Anthropic is closing in, making Sora OpenAI’s “can’t-afford-to-lose side project.”
The deeper reason for Sora's cancellation is directly related to the competitive pressures OpenAI faces in its core battleground.
According to The Wall Street Journal, while the Sora team is fully focused on video generation, Anthropic has quietly gained a large number of software engineers and enterprise customers with its Claude Code programming tool. Anthropic’s annualized revenue has surpassed $19 billion, with approximately 80% coming from enterprise clients and $6 billion in new revenue generated just in February 2026 alone. In comparison, of OpenAI’s approximately $25 billion in annualized revenue, enterprise contributions amount to about $10 billion.
OpenAI’s CEO of Applications, Fidji Simo, bluntly stated during the all-hands meeting on March 16 that Anthropic is a “wake-up call.” In a subsequent internal memo, she wrote that the company had “spread its focus too thin across too many applications and tech stacks” and needed to simplify and concentrate. Previously, OpenAI had rapidly launched a series of products including Sora, the Atlas browser, hardware devices, and e-commerce features, leading internal employees to report difficulty discerning the company’s core strategic direction.
CEO Sam Altman has ultimately decided to shut down Sora and reallocate computing resources toward more strategic priorities: enterprise productivity tools, programming assistance, and autonomous AI agents. OpenAI plans to integrate ChatGPT, the Codex programming platform, and the Atlas browser into a single desktop "super app."
IPO countdown: Eliminate the $5.4 billion annual cash-burning black hole
All of this is taking place against the backdrop of OpenAI’s intensive preparations for its IPO. According to CNBC, OpenAI could potentially go public as early as the fourth quarter of 2026, following a $110 billion funding round that valued the company at approximately $730 billion to $830 billion.

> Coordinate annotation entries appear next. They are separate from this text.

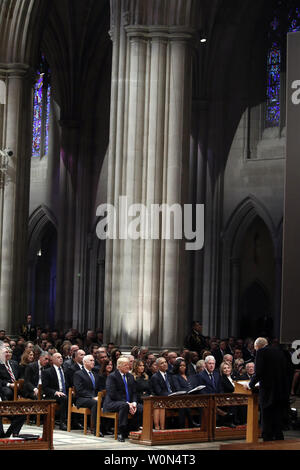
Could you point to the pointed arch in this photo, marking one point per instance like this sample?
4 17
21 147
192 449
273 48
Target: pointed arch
233 235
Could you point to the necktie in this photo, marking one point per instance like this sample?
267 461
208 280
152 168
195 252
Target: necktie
92 378
126 388
9 370
168 383
62 380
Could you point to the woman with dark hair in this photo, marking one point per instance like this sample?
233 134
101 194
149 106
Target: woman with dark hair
105 369
182 382
114 355
228 386
143 385
26 358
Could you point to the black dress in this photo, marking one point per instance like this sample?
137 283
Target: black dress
143 387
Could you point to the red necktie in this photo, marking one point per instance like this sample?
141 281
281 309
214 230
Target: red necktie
9 370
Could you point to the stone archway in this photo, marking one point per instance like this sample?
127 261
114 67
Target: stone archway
240 222
42 266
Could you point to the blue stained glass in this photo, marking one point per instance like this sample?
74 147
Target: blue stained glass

A product that burns millions of dollars per day but generates only $2.1 million in total revenue is exactly the kind of number institutional investors dread to see on an IPO prospectus. Internal stakeholders could immediately spot the issue through Sora’s GPU allocation dashboard: vast amounts of GPU resources were being allocated to a product with minimal revenue and no direct contribution to the core capabilities of the language model.
Simo stated at the all-hands meeting: “Our opportunity is to turn 900 million users into high-computing-power users. The way to achieve this is by transforming ChatGPT into a productivity tool.”
The Sora team has not been disbanded but has shifted focus to "world simulation research" to support robotics applications. According to OpenAI’s announcement, the Sora application and website will be shut down on April 26, and the API will be retired on September 24. The Sora 2 model will remain available in ChatGPT’s paid tier.
Other players in the AI video space are also scaling back. Seedance, owned by ByteDance, has paused its global expansion plans due to copyright issues. The rise and fall of Sora may reflect a fundamental reality of the entire AI video consumer market: impressive demos do not equate to sustainable business models, and the gap between the computational costs of video generation and consumer willingness to pay remains difficult to bridge in the short term.